Llevaba una semana vagando de un lugar a otro. A veces
soñaba con encontrar un lugar en el que asentarse y pasar el resto de sus días,
pero sabía perfectamente que aquello no era más que un sueño que jamás vería
cumplido.
Su camino le hizo toparse con lo que quedaba de una vieja
casa de piedra. Tenía un enorme jardín en el que quedaban los restos de lo que
parecía haber sido un huerto.
Observó con sus ojos cansados las ruinas que se erguían ante
él. Casi podía ver a una familia viviendo allí. Por un momento pareció teñirse
todo de colores. Pudo ver a dos personas labrando el campo, mientras que otras
dos cosechaban los cultivos. Le pareció incluso escuchar a una vaca mugir,
seguramente alguien la estaba ordeñando.
Leche fresca… Leche en general, hacía tanto tiempo que no la
probaba que apenas recordaba su sabor. Y sabía que nunca más lo volvería a
hacer.
Sacudió la cabeza, había comenzado a llover, y dio la
sensación de que las gotas de agua habían borrado todo rastro de color.

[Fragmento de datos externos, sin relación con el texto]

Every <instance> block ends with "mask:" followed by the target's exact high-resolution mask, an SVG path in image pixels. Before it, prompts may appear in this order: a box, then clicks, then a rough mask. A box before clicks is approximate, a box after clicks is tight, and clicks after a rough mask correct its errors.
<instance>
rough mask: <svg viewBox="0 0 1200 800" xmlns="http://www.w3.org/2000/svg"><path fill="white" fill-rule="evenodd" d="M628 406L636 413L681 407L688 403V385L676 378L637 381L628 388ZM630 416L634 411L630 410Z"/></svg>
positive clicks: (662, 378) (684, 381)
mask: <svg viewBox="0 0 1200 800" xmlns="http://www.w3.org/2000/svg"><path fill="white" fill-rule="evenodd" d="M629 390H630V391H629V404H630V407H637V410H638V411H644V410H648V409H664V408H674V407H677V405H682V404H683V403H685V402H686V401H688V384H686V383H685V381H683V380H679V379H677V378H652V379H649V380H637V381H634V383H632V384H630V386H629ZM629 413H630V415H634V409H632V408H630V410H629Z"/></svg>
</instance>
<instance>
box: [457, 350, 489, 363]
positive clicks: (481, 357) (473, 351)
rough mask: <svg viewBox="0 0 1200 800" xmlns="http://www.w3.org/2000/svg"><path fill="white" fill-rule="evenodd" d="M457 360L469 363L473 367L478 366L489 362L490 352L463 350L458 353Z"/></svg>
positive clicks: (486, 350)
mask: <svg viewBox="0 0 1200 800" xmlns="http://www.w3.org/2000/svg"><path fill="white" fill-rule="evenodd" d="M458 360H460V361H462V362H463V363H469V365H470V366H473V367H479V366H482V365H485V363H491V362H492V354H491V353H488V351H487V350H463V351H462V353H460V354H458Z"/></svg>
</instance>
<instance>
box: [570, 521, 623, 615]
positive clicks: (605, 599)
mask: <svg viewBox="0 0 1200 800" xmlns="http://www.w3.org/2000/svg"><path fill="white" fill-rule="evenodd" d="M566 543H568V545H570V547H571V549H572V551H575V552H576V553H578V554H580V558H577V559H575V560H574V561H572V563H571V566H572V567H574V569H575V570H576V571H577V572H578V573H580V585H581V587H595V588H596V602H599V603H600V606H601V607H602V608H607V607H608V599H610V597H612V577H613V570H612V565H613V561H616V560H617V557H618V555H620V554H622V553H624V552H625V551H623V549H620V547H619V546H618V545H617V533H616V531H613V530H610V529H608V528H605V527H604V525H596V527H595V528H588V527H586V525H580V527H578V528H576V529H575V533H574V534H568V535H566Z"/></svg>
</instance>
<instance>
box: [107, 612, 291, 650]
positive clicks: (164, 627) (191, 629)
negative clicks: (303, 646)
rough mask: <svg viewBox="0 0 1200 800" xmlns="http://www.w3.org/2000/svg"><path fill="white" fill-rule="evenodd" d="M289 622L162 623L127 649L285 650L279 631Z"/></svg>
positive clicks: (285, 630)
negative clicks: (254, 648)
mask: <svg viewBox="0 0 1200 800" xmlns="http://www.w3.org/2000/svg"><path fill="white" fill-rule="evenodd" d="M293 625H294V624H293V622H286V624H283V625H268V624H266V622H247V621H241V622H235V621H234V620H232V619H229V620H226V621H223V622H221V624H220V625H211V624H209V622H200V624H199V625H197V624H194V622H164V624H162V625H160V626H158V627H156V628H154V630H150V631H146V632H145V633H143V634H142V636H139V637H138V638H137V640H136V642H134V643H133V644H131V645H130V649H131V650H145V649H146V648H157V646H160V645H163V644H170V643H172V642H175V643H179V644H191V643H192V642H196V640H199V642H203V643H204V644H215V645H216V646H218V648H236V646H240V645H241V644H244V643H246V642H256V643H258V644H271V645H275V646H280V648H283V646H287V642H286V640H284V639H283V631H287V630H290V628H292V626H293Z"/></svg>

Suspiró y recordó a su familia. Sus padres solían vivir en
un lugar parecido a aquel. Sabía que lo que creía haber visto no eran sino
recuerdos de su propia infancia.
«Oh, mente traicionera… Siempre me haces recordar tiempos
mejores» pensó mientras se acercaba a la puerta de la casa pistola en mano.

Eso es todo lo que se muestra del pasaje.